De entre las muchas historias de conversiones bajo el ministerio de Morgan, ninguna es tan
extraordinaria como la de T.C. Edwards, el autor de un famoso Comentario a la Primera Epístola a los
Corintios que aún se puede hallar en las estanterías de las librerías de segunda mano. Thomas Charles
Edwards era indudablemente un genio. Su padre, Lewis Edwards, fue director de la primera facultad de
Teología de la Iglesia calvinista metodista galesa, y su madre era nieta del famoso Thomas Charles, que
fue en gran medida responsable de la fundación de la Sociedad Bíblica Británica y Extranjera. T.C.
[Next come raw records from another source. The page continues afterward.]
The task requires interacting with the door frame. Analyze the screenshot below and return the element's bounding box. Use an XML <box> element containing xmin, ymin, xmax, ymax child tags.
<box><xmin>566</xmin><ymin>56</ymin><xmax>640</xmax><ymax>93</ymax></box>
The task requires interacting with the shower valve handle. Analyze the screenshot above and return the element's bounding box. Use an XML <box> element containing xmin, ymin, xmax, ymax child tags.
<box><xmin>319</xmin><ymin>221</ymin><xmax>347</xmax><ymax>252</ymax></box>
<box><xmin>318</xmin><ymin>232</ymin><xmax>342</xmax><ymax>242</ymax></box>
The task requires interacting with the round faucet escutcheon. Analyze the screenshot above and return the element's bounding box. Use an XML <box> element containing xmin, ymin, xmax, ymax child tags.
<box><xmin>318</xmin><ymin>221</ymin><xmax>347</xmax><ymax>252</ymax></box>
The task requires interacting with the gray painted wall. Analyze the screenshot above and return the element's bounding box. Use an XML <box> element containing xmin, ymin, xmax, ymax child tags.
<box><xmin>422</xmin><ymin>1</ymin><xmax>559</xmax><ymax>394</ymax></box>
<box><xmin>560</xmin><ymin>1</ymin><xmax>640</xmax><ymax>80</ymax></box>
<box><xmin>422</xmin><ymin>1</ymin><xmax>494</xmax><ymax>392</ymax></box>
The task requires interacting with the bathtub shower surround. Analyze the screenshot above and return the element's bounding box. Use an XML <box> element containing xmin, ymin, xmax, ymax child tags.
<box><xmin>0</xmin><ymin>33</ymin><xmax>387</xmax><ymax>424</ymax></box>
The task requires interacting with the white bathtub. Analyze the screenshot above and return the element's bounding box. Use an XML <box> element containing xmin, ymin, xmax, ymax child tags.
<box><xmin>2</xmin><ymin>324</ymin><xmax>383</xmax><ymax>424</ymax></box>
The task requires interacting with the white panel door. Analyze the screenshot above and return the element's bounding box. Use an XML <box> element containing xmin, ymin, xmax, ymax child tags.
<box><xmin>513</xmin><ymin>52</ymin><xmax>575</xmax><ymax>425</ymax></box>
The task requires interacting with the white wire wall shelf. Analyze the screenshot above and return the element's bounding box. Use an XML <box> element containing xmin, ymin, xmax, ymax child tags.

Edwards, estudiante por aquella época, estaba en su casa de vacaciones y oyó que David Morgan y otro
predicador iban a predicar en su ciudad natal. Decidió ir a escucharle y posteriormente describiría cómo
fue a la reunión con su mente llena de confusión y de dificultades filosóficas. Su fe había resultado
sacudida por sus lecturas filosóficas y estaba en apuros. No sabía muy bien dónde estaba y fue con ese
ánimo solo por curiosidad, para ver y oír lo que aquellos sencillos predicadores tenían que decir. Había
oído hablar mucho acerca del entusiasmo y la emoción en relación con el avivamiento y lo desaprobaba
enérgicamente.
Pero esto es lo que sucedió. Tenía un pañuelo rojo de seda en el bolsillo, como acostumbraban los
jóvenes de aquellos tiempos; y lo único que sabía era que al final del culto el pañuelo rojo de seda
estaba hecho jirones debajo del banco donde estaba sentado en la iglesia. Era completamente
inconsciente de haber hecho eso; pero la realidad es que toda su vida cambió, sus dudas filosóficas
desaparecieron, todas sus incertidumbres se desvanecieron como la bruma matinal y aquel gran
erudito fue lleno del poder del Espíritu Santo y se convirtió en un destacado predicador. Llegó a ser el
rector de la Universidad de Aberystwyth y finalmente siguió los pasos de su padre como presidente de
la Facultad Teológica. Sir William Robertson Nicol, el editor del famoso semanario religioso The British
Weekly y un agudo juez de hombres y predicadores, dijo que, de todos los grandes predicadores que
había conocido, T.C. Edwards era el único a quien podía imaginar como fundador de una nueva
denominación: tal era su poder dinámico.
Ese fue el tipo de ministerio que ejerció David Morgan durante cerca de dos años. ¿Cuál fue el final de
su historia? Unos años después dijo: “Me acosté una noche sintiéndome aún como un león, lleno de
ese extraño poder que había disfrutado durante dos años. Me levanté a la mañana siguiente y descubrí
que me había convertido en David Morgan de nuevo”. Vivió unos quince años más, durante los cuales
ejerció un ministerio sumamente normal.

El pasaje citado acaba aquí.